In 1920, by then lieutenant colonel, he was sent to the Cavalry Hunter Regiment of Alcántara nº 14 as second commander. It was then that the so-called Disaster of Annual occurred. On 22 July 1921, Primo de Rivera had deployed the regiment’s four sabre squadrons and its machine gun squadron (461 men: 22 officers and 439 troops) behind Izumar. The Regiment’s commander, colonel Francisco Manella Corrales, had moved to Annual three days earlier to relieve colonel Argüelles.

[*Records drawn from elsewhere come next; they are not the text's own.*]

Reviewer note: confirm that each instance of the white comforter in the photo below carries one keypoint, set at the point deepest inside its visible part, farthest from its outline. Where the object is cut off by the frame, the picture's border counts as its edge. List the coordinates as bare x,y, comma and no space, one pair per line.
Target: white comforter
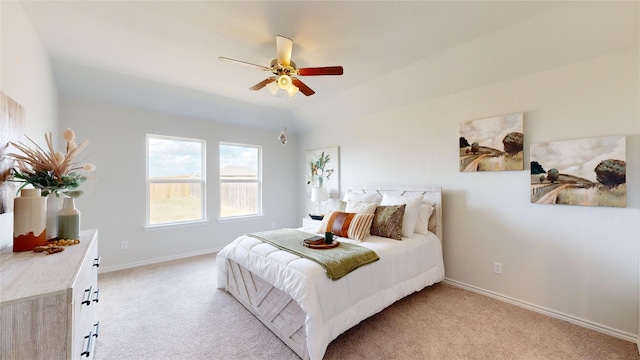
332,307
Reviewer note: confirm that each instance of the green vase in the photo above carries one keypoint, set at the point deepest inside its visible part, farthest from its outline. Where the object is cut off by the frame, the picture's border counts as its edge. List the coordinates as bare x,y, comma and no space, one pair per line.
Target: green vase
68,219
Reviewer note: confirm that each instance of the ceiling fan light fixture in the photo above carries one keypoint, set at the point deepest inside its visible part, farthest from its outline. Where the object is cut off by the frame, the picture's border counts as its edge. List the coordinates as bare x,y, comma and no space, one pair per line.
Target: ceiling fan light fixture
273,88
292,90
284,82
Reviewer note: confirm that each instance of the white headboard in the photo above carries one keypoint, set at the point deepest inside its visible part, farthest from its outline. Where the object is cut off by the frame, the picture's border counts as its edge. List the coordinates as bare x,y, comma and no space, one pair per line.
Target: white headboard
431,195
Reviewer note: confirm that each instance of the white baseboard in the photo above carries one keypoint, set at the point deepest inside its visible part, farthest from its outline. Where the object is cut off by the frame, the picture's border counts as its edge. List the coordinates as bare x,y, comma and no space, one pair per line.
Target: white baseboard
155,261
554,314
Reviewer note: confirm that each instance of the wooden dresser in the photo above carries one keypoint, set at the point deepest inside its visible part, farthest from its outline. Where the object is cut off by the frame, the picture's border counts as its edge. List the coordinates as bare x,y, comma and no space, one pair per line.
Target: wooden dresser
49,302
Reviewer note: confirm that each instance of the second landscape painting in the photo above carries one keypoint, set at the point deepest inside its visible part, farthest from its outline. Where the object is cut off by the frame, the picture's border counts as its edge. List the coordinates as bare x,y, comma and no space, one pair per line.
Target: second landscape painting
580,172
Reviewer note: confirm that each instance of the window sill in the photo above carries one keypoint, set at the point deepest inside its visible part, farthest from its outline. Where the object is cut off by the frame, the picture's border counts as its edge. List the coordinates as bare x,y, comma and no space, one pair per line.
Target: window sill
239,218
174,225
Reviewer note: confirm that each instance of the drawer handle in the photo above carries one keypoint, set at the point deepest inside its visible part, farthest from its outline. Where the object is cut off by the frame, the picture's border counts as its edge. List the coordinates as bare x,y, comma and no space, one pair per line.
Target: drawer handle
96,298
87,296
87,350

The following day, Primo de Rivera, following orders received and leading his 2nd squadron, two sections of the 4th and one of the 1st regiment of Alcántara, with a total of 192 riders, provided cover to the Spanish forces’ retreat from Chaif towards Dar Drius and subsequently towards Batel. During the retreat, his regiment repeatedly charges against the Riffian fighters, sustaining heavy losses. The charges during the crossing of the river Ighane resulted in the loss of most of the horses, the soldiers having to continue charging on foot. In the end, the Cavalry Hunter Regiment of Alcántara lost 28 of its 32 officers and 523 of its 685 troops in the battle.

==Death==
Primo de Rivera was killed during the siege of Monte-Arruit on 6 August having been wounded by an enemy grenade shell while observing the cannon fire from the parapet. His arm had to be amputated without anaesthesia due to the scarcity of resources available at their position and he succumbed shortly after to gangrene. For his actions in battle, Primo de Rivera was commended for the Laureate Cross of Saint Ferdinand, awarded posthumously in 1923.